Metropolitan News-Enterprise

 

Thursday, December 18, 2008

 

Page 11

 

REMINISCING (Column)

Joseph Scott Dies, Hailed as ‘One of the Greatest’

 

By ROGER M. GRACE

 

Joseph Scott died on March 24, 1958, 90 years from the time of his birth in England…69 years since his arrival in the United States, hoping to become a newspaper reporter in New York City…and one week short of 64 years since he was admitted to the bar in California after an oral examination before the state Supreme Court.

One thing he had in common with the other three lawyers whose careers I’ve examined over the past year—Lynn Helm, J. Wiseman MacDonald, and Isidore Dockweiler—was that in 1896, he became one of the original tenants of the Wilcox Building, where the MetNews offices are today. (Next year, I’ll take a look at some of the other lawyers who had offices here.)

Scott was to gain the greatest prominence among the attorneys in that particular building, or, indeed, any building in Southern California. A March 25, 1958 editorial in the Herald-Examiner says:

“Los Angeles has just lost one of the greatest men in its entire history, grand old Joe Scott.

“His passing has stunned thousands upon thousands who knew him as a doughty old fighter for the rights of his fellow man, as a tremendous civic leader, as a gay wit, educator, orator, patriot and devout and earnest champion of his religion.

“Fifty years ago, the columns of the old Los Angeles Herald were carrying accounts of this then remarkable and handsome young man. They were calling him ‘Mr.

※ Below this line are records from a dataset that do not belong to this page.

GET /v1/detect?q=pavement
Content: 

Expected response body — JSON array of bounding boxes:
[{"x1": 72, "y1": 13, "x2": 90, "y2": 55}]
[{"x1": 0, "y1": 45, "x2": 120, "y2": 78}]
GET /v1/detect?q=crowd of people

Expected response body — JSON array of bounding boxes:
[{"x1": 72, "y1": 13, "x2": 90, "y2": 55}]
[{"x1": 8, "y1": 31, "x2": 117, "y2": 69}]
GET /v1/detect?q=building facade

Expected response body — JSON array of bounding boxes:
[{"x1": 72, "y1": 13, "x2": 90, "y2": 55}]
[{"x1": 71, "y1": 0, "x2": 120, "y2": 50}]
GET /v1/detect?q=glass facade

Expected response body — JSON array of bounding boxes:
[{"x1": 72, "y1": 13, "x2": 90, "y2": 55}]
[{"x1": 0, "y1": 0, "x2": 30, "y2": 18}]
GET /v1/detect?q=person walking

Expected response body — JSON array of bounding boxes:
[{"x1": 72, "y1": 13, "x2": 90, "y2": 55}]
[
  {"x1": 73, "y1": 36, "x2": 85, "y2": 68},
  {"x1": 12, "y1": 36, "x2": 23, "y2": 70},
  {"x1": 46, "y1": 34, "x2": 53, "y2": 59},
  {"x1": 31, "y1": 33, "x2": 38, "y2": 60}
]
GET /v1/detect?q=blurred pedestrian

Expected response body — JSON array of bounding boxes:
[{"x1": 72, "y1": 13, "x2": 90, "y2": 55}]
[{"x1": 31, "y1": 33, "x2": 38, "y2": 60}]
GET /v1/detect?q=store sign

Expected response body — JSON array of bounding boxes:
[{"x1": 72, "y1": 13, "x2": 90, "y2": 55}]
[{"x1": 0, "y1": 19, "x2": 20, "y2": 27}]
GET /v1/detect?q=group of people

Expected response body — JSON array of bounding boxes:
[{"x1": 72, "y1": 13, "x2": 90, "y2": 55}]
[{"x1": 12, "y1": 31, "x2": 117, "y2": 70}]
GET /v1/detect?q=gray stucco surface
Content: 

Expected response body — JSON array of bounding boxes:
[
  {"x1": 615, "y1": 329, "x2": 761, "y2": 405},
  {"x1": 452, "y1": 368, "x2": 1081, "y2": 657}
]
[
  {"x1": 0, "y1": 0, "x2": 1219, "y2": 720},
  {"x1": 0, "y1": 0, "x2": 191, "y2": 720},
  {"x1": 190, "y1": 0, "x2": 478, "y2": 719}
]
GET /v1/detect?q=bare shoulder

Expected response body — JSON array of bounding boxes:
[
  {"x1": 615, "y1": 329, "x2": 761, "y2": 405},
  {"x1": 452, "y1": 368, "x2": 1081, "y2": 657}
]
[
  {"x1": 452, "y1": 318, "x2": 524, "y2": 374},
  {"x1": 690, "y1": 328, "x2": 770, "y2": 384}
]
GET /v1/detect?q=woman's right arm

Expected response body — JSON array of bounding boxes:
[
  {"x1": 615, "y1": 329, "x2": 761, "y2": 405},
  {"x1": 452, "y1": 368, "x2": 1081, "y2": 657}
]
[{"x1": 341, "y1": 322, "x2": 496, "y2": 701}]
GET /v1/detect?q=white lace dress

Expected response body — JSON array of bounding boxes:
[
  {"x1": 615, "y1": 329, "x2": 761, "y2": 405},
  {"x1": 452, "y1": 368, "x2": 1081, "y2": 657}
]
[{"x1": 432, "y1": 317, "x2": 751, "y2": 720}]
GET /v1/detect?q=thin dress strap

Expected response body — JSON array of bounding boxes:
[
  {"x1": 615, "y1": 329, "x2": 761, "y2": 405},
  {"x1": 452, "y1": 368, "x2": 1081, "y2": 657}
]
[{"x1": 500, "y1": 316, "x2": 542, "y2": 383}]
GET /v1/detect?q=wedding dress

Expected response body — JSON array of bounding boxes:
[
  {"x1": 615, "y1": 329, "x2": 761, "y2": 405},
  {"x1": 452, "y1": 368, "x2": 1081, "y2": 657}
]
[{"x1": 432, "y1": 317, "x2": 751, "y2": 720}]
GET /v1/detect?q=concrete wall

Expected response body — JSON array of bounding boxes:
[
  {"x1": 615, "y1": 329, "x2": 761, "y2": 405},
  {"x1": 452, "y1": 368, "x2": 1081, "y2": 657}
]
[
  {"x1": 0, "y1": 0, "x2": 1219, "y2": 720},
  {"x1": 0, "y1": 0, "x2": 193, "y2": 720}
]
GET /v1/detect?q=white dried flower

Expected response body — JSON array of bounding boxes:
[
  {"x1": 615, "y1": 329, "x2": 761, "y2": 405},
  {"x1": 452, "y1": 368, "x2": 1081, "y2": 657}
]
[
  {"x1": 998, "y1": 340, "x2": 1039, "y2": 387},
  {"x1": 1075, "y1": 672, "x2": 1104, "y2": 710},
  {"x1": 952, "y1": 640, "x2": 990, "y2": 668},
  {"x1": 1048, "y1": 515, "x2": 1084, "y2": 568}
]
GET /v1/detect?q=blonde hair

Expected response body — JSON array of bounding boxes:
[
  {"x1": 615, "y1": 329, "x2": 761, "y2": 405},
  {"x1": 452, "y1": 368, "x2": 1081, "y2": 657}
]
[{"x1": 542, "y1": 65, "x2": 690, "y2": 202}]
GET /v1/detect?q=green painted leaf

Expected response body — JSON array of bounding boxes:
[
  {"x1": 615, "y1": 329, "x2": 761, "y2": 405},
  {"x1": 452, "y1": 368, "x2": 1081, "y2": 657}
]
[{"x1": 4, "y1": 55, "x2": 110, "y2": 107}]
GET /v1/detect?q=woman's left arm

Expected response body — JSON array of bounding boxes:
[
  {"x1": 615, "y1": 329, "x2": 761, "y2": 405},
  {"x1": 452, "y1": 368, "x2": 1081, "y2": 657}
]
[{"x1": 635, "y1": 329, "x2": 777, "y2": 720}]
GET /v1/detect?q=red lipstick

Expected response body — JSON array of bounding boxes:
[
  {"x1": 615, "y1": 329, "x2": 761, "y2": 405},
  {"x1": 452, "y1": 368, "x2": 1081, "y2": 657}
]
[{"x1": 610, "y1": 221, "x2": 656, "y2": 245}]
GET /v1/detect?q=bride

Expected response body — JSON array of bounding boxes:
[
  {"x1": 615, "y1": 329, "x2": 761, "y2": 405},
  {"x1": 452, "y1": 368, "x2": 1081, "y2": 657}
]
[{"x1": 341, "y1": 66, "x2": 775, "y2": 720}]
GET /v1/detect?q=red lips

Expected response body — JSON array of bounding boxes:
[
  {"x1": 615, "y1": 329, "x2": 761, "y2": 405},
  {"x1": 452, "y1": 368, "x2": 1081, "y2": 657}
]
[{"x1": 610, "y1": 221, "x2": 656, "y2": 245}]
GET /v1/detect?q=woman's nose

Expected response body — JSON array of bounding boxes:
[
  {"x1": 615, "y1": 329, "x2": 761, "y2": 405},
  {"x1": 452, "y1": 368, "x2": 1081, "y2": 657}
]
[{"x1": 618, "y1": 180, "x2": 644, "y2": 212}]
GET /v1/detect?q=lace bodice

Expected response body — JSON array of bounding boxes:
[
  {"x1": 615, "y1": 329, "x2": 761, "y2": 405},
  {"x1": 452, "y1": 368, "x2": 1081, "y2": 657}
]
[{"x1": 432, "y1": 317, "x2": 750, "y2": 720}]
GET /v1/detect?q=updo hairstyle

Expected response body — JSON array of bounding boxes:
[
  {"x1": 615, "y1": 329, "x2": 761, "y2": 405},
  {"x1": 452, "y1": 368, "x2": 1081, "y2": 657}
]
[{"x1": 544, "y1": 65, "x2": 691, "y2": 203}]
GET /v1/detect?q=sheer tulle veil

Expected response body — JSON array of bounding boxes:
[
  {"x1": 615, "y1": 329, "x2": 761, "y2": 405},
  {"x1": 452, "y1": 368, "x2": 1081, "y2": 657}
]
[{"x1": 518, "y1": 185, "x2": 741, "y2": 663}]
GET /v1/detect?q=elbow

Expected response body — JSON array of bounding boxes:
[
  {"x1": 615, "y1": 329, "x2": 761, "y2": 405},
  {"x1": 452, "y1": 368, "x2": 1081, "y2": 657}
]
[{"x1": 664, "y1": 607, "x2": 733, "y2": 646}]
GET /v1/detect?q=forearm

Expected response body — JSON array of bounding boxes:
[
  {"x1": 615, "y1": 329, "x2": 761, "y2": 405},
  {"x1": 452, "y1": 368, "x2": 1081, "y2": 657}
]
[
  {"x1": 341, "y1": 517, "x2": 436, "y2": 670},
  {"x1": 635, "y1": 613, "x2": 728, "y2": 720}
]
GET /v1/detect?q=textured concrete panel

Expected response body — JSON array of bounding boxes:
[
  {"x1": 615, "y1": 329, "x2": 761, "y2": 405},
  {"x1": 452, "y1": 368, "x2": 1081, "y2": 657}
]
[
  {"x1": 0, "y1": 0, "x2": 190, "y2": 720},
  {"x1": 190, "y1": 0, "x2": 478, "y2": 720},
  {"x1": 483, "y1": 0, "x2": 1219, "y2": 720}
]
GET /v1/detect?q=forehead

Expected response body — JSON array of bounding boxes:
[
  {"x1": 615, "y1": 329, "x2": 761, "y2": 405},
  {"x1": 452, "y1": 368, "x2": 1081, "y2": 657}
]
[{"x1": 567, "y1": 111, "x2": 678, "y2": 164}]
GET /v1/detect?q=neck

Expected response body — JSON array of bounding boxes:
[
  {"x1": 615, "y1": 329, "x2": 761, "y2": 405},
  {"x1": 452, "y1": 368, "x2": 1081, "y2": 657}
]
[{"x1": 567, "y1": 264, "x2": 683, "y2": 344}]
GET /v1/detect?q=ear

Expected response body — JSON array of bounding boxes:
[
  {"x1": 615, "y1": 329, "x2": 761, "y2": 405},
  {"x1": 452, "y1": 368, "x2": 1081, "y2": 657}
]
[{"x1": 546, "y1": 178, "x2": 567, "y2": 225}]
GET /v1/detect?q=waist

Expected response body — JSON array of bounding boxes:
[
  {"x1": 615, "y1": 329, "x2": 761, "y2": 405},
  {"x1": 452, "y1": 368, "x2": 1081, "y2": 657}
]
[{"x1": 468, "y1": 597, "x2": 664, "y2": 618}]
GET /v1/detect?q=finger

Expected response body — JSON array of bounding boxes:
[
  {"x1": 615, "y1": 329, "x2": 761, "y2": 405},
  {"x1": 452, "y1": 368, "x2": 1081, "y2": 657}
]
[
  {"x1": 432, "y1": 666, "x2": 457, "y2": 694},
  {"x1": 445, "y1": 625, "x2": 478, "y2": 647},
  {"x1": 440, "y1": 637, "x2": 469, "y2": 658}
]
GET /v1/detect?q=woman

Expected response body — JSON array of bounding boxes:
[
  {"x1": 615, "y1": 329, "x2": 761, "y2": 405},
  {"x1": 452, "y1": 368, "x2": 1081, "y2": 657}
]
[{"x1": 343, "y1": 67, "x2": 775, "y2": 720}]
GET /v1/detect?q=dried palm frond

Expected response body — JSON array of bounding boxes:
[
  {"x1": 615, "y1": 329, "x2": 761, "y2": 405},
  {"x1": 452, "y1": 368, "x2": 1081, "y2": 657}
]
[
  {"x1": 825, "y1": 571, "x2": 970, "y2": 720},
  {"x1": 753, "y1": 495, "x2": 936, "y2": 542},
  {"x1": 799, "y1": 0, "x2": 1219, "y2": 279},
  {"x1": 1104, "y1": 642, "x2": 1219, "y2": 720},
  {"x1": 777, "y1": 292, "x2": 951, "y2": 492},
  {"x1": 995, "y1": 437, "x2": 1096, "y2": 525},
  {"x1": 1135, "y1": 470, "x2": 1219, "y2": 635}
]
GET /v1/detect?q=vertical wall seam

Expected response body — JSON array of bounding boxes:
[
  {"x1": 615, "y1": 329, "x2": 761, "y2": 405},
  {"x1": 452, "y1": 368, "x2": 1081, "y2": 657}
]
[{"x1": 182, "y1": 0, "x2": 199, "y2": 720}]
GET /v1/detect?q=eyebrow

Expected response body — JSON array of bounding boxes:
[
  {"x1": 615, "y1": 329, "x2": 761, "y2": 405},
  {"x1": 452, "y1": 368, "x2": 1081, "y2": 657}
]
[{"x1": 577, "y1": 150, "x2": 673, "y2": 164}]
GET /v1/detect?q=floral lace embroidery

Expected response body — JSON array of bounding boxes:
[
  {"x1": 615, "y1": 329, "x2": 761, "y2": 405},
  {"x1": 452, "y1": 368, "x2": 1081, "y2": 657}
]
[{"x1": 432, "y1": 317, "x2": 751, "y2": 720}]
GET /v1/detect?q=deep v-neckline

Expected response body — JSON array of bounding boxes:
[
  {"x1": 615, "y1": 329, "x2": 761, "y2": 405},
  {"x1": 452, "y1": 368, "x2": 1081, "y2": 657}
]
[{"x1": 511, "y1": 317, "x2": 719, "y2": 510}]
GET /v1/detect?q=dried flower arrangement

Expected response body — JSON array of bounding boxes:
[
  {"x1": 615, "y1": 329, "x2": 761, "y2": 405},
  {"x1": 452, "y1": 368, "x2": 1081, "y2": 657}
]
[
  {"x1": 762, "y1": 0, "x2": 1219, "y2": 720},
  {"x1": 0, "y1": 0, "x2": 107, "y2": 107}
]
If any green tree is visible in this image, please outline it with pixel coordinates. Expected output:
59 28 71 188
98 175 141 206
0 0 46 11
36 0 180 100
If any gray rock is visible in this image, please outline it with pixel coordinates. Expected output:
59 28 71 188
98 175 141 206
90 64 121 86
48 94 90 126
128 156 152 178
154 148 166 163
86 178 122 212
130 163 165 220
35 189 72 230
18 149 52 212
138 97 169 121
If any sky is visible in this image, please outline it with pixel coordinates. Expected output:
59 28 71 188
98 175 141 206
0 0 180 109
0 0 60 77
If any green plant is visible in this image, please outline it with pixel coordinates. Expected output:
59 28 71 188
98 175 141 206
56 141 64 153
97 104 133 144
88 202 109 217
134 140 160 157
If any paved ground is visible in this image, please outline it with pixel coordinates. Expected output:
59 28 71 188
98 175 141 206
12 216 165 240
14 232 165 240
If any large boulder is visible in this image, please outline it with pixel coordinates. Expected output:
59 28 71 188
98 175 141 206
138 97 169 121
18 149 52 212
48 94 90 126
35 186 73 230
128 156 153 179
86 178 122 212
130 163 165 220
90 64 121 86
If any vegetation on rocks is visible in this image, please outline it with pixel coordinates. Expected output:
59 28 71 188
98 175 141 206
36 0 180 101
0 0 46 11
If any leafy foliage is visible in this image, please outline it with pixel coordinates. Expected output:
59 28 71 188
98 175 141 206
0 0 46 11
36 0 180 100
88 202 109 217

Los Angeles’ and ‘The Man of the Year’ and he was being elected and re-elected to the Board of Education where he fought with all his tremendous vigor for better pay and better recognition of the importance of teachers.”

After Scott, on May 26, 1911, joined the defense team for the McNamara Brothers, accused of being prime culprits in the Oct. 1, 1910 dynamiting of the Times Building, Times publisher Harrison Gray Otis declared war on Scott, deriding him bitterly in editorials, cartoons, and news articles. After Otis’ death in 1917, however, the Times came to look with favor upon Scott. An editorial of March 26, 1958 remarks:

“In the death of Joseph Scott this community has lost an able citizen. a fine lawyer, and a man who devoted his life to his city, his church and his family.

“Known far and wide as an orator, he had developed a voice which needed no microphone to carry it to the farthest reaches of any hall or auditorium, and a philosophy on public and private endeavors which did not recognize or use in any form the technique of the pussy-foot. He spoke his opinion whether it was popular or unpopular at the moment and abided by the results or his frankness.”

A March 26, 1958 editorial in the Pasadena Star News declares:

“His death at 90 is mourned from Pasadena to Rome. Though truly a world citizen, his love for Pasadena and the Southland was only equalled by his love for his church.

“Joseph Scott was known for his host of interests. His civic activities were myriad. He was a tower of strength to the Republican party. He bore with humility honors heaped upon him by three Popes of his beloved Catholic church.”

It goes on to say:

“Joe Scott, busy to the end, never lost sight of his fellow man. And there was one thing in particular he always tried to remember—to forget to grow old. It was that spirit that won for Joe Scott what California’s governor calls ‘the respect and love of all.’ ”

Those words were uttered by his friend—and errand boy at the 1920 Republican national convention—Gov. Goodwin J. Knight …who hailed Scott’s “superb career as a lawyer, statesman, orator and civic leader.”

At right is a photo of Knight, left, at Scott’s funeral. Beside him are his wife, Virginia, and California Supreme Court Justice Marshall F. McComb.

Scott’s body had lain in state in the City Hall rotunda—an extraordinary honor to someone outside of government.